Targeting QKI-7 in vivo restores endothelial cell function in diabetes
Chunbo Yang, Magdalini Eleftheriadou, Sophia Kelaini, Thomas Morrison, Marta Vilà González, Rachel Caines, Nicola Edwards, Andrew Yacoub, Kevin Edgar, Arya Moez, Aleksandar Ivetic, Anna Zampetaki, Lingfang Zeng, Fiona L. Wilkinson, Noemi Lois, Alan W. Stitt, David J. Grieve & Andriana Margariti.
Nat Commun. 2020 Jul 30;11(1):3812. doi: 10.1038/s41467-020-17468-y
1. QKI-7 is significant upregulated in diabetic human iPS cell-derived ECs, and in blood vessels from diabetic critical limb ischemia patients.

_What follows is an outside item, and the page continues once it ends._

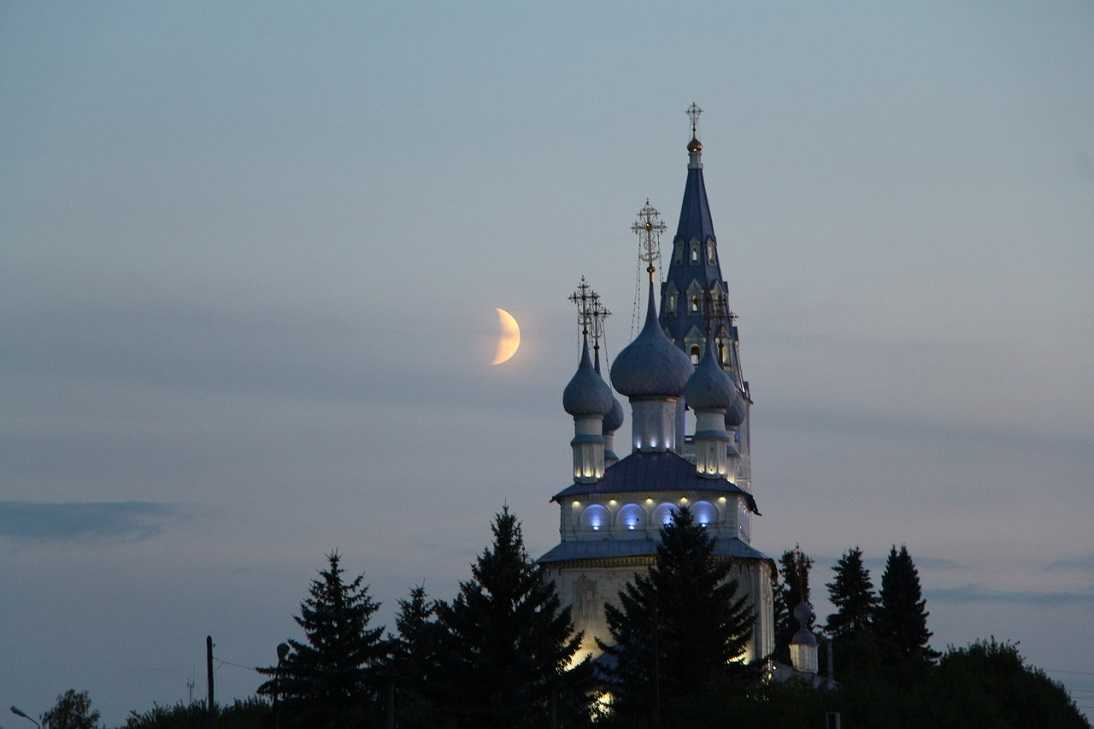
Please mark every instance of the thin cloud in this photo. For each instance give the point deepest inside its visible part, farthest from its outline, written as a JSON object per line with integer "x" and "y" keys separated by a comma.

2. The expression of QKI-7 is tightly controlled by RNA splicing factors-CUG-BP and hnRNPM through direct binding in diabetic ECs.
3. QKI-7 upregulation is correlated with disrupted cell barrier, compromised angiogenesis and enhanced monocyte adhesion.
4. When QKI-7 was knocked-down in vivo in ECs in the hindlimb ischemia model in diabetic mice, reperfusion and blood flow recovery were promoted.
5. Manipulation of QKI-7 represents a promising strategy for the treatment of diabetic vascular complications.